L’isola del Giglio era abituata alle incursioni dei pirati. Per secoli, corsari e filibustieri si erano abbattuti sulle sue coste con ferocia inenarrabile. Eppure, quel fatidico 18 novembre del 1799, la situazione era disperata. E richiedeva un atto eroico. Un atto eroico che è diventato leggenda.
Era il 18 novembre del 1799, come si è detto. Gli assalitori tunisini erano giunti alla baia di Giglio Campese in schiacciante superiorità numerica. La loro flotta era composta da due fregate e cinque sciabecchi. Le navi battevano tutte bandiera con la mezzaluna. L’isola fu invasa da una fiumana di pirati.

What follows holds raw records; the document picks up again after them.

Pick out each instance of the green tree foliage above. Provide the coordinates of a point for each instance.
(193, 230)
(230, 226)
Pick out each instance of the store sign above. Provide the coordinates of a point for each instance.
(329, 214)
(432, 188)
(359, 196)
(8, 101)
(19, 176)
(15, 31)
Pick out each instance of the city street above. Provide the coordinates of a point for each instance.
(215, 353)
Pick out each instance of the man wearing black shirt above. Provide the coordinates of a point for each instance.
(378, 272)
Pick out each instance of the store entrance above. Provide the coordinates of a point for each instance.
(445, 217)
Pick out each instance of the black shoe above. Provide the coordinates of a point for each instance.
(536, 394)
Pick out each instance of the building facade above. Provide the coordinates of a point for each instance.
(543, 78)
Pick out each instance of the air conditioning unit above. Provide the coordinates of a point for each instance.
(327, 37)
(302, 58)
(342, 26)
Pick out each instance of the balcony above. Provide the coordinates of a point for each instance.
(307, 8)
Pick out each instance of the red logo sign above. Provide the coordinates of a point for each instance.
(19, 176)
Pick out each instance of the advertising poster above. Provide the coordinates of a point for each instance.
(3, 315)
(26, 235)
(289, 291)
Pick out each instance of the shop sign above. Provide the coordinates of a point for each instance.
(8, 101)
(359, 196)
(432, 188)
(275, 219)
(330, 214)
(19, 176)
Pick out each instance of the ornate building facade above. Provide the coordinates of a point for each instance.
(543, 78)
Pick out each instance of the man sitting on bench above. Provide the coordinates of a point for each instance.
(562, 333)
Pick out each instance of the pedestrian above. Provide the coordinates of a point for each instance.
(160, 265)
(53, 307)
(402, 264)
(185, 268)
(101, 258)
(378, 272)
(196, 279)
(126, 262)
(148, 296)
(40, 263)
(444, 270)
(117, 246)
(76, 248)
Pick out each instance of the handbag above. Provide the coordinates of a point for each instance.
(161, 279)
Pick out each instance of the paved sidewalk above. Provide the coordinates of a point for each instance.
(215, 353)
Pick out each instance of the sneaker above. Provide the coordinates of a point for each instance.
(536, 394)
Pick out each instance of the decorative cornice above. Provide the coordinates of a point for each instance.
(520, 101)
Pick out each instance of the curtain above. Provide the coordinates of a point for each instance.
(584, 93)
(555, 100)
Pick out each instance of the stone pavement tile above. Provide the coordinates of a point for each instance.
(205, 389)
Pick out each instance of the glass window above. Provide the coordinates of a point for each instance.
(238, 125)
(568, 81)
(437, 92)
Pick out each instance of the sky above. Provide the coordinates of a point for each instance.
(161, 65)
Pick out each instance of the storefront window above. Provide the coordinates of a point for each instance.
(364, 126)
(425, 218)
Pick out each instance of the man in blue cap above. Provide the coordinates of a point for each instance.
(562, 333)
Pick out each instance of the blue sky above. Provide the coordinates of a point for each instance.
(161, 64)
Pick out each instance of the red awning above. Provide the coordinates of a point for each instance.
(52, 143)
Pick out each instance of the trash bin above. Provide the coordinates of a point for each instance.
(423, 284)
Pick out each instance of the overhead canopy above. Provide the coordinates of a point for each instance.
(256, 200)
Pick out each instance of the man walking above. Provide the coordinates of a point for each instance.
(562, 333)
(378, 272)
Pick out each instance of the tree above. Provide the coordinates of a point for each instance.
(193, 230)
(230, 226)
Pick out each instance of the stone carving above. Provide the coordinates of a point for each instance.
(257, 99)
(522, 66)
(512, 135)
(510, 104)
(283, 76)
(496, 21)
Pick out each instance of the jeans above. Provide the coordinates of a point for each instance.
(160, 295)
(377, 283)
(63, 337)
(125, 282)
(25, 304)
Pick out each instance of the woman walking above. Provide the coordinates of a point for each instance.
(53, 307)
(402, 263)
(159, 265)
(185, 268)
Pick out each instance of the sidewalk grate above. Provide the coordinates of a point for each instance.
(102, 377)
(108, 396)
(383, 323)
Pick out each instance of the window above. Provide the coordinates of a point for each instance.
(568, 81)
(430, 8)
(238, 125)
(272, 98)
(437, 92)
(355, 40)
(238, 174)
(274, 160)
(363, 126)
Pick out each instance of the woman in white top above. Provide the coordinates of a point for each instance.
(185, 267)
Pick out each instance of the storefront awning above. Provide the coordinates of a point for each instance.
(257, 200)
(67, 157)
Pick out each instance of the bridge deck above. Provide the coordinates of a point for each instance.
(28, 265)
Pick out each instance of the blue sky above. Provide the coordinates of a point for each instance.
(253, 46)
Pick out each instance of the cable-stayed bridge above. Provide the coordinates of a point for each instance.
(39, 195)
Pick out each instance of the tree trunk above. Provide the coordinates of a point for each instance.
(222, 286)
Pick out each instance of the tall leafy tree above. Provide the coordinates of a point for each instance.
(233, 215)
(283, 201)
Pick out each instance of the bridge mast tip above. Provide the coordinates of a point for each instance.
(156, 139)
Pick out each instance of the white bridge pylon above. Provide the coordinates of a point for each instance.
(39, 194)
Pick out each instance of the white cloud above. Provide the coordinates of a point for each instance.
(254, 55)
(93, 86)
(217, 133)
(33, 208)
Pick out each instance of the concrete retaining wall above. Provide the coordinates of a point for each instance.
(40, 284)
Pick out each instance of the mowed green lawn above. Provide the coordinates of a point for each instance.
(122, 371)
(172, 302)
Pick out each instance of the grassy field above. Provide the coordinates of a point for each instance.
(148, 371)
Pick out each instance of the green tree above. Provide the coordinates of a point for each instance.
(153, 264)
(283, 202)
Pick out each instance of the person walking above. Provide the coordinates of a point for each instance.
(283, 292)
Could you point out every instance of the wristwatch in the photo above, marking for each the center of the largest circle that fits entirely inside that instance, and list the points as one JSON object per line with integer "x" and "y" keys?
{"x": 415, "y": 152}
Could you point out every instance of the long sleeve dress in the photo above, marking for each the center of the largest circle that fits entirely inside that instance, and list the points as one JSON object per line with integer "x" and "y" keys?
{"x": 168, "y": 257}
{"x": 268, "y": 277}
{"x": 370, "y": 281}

I gigliesi erano “pochi di numero e quasi inermi”. Eppure non si persero d’animo. I gigliesi spararono per oltre sette ore dai torrioni di Giglio Castello. Nonostante fossero soverchiati. Nonostante la logica e la matematica li dessero praticamente per spacciati. I gigliesi non si arresero nemmeno quando dalla torre di Campese i soldati si diedero alla fuga e smisero di sparare.
Eppure i gigliesi ce la fecero. Si appellarono a tutto il loro coraggio e respinsero l’invasore. Si appellarono alla loro fede in San Mamiliano, protettore dell’isola. Qui comincia la leggenda. Secondo la quale San Mamiliano fece apparire sulle mura di Castello una moltitudine di soldati che spaventò i tunisini mettendoli in fuga.
Da allora, per commemorare la disperata vittoria, ogni anno all’isola del Giglio si festeggia “San Mamiliano dei Turchi”.